You may watch these videos and look at these pictures and still feel shock. The collective and rightful censorship of such information is the reason for this authentic feeling. The sensitive sharing of these videos and photographs have reserved a space of American history for mournful observers, and thankfully not for those who wish to belittle or mock the profound pain suffered in the content. 

As citizens, we all have a duty to place ourselves in the position of those first responders.”

Today, the effects of 9/11 reverberate in America. We have been attacked many more times. Soon, the video footage of 9/11 has been accompanied by those of other terrorist attacks like the Boston Marathon bombing, and citizens of other countries have become victims of insensible public tragedy. As a nation, we became focused on the prevention of another 9/11. The trauma we endured became the fuel for the longest war in United States history that is still ongoing.

Immigration policies have been tightened and are now a focal point of the current presidential administration. Surveillance of all citizens has reached an all time high through the creation of the TSA and the strengthening of the NSA via the Patriot Act. Yet even with these preventative measures, we feel unsafe. And now as you visit CNN, or turn on the news at any time, you quietly watch the calamities in every state of the country, and in every country of the world.

Catastrophe sells. The drive of the national and world media is to gather attention, and this can sometimes be an altruistic goal.
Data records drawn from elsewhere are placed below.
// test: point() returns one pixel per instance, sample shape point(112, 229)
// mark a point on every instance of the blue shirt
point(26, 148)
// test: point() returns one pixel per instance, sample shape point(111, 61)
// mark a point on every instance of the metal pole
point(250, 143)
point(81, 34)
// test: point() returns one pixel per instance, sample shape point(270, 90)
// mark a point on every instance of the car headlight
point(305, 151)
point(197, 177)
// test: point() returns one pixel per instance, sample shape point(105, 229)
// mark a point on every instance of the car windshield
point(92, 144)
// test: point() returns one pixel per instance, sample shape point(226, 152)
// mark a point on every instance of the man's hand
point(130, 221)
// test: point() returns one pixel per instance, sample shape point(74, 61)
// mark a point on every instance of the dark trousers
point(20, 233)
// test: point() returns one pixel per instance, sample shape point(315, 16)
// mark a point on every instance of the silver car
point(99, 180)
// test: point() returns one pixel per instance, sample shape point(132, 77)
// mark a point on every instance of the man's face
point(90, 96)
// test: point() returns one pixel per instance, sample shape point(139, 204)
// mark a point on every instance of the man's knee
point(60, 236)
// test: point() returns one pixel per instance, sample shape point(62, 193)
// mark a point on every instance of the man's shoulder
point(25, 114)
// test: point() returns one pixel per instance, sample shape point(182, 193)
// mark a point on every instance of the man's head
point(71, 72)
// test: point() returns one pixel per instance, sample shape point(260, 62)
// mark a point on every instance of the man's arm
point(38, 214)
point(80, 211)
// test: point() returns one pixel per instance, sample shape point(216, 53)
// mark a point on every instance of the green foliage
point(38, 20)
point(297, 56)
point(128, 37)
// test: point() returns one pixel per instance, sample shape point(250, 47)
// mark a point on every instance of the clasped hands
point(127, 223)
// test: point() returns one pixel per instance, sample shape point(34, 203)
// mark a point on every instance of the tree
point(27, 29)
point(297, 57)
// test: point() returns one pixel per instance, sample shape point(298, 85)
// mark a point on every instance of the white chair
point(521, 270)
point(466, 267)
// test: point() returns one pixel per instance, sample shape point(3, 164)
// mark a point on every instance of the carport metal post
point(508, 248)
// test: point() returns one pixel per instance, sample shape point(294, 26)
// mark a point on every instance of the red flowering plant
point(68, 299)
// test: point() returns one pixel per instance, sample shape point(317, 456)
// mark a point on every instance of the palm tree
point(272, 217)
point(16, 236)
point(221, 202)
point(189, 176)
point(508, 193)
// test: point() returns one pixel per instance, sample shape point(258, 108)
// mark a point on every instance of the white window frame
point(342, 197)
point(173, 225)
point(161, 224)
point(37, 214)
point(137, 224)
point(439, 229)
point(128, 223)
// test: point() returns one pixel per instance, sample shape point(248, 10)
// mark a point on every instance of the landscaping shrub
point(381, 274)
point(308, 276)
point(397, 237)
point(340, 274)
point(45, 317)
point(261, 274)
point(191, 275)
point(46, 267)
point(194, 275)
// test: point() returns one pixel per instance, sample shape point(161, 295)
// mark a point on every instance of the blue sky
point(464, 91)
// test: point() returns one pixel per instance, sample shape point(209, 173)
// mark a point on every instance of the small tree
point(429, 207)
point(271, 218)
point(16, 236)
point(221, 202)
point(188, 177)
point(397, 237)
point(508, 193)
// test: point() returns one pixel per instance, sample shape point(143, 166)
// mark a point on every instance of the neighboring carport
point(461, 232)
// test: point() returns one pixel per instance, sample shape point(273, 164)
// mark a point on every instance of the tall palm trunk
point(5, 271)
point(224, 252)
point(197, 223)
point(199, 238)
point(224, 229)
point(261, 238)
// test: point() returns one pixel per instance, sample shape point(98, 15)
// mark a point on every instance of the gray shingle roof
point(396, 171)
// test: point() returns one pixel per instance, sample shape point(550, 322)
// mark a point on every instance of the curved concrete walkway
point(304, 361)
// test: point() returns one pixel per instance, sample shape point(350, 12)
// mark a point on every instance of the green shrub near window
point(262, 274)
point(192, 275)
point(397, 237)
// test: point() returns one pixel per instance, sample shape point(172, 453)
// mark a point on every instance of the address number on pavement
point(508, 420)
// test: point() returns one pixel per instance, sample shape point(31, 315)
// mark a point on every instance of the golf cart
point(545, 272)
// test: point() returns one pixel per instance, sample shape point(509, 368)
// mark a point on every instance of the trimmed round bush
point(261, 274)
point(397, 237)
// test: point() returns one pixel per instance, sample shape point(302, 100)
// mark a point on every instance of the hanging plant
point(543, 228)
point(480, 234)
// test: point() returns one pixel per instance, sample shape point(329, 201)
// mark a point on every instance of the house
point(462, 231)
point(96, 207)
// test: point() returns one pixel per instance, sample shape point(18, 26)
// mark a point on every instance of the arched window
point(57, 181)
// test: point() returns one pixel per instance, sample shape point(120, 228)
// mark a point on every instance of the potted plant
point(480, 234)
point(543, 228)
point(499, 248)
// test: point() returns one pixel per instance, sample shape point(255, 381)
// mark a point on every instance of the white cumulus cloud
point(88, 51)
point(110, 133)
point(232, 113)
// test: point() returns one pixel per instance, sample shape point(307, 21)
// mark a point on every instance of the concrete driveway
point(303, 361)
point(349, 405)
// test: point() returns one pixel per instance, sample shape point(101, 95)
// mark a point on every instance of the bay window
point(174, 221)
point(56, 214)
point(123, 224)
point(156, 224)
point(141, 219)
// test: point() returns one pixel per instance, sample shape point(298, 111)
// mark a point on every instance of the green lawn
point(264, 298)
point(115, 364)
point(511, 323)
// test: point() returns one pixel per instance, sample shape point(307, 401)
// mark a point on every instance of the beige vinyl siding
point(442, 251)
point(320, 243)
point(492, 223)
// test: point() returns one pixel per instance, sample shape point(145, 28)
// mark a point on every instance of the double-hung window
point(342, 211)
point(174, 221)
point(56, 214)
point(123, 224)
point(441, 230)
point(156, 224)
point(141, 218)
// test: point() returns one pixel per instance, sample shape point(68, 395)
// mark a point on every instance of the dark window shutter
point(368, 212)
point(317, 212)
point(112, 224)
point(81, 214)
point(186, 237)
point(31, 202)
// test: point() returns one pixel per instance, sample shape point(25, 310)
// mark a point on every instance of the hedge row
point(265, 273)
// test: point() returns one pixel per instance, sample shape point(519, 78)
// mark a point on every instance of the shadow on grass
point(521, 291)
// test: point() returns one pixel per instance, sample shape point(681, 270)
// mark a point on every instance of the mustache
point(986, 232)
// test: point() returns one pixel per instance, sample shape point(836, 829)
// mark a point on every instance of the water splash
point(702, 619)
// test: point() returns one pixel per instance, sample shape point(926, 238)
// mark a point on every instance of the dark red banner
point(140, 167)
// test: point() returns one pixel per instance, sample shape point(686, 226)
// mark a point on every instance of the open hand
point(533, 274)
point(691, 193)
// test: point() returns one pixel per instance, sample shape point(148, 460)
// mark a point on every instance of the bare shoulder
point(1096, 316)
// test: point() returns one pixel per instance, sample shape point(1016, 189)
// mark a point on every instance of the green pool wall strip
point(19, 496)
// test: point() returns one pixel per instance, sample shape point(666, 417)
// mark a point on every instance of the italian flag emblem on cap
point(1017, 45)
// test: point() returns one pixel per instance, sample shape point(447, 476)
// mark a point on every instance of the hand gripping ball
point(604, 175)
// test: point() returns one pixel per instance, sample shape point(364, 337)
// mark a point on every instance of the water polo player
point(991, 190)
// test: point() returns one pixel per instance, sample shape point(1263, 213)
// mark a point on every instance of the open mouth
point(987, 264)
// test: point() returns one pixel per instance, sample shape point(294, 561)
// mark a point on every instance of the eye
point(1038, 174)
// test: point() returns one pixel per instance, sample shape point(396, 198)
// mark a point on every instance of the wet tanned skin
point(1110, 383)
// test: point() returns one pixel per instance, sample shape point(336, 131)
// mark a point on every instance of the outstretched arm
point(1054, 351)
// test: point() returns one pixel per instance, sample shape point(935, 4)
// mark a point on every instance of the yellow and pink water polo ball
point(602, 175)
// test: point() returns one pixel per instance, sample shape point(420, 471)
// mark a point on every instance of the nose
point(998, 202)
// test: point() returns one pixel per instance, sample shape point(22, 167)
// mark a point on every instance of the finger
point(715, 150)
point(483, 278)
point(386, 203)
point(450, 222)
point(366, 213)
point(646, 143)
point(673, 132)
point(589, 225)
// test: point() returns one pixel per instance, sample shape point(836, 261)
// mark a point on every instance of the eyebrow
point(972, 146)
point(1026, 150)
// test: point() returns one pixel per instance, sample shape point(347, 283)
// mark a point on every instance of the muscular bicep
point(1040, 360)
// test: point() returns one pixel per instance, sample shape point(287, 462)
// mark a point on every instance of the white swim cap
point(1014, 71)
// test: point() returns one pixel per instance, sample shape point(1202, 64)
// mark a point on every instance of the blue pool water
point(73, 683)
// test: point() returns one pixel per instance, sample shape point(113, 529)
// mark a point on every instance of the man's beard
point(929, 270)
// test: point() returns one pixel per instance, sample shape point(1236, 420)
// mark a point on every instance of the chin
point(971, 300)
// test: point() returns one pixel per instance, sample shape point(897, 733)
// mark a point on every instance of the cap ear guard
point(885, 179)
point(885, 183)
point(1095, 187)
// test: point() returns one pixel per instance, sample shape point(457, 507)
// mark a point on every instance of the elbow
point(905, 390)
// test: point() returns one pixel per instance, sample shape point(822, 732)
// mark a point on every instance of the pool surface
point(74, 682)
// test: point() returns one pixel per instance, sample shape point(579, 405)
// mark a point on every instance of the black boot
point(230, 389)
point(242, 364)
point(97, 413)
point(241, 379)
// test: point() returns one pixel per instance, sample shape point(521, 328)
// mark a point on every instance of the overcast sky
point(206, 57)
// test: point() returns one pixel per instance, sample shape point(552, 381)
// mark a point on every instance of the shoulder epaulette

The citizens of the United States should always return to the tangible memories of Sept. 11, 2001, and learn from them. 

The dominant media corporations of today must realize the horror that pierced the heart of every American on 9/11, no matter who they worked for or what job they did, and find empathy for everything that is happening to ordinary people today. 

As citizens, we all have a duty to place ourselves in the position of those first responders and decide whether we will feel and act, or stand and watch.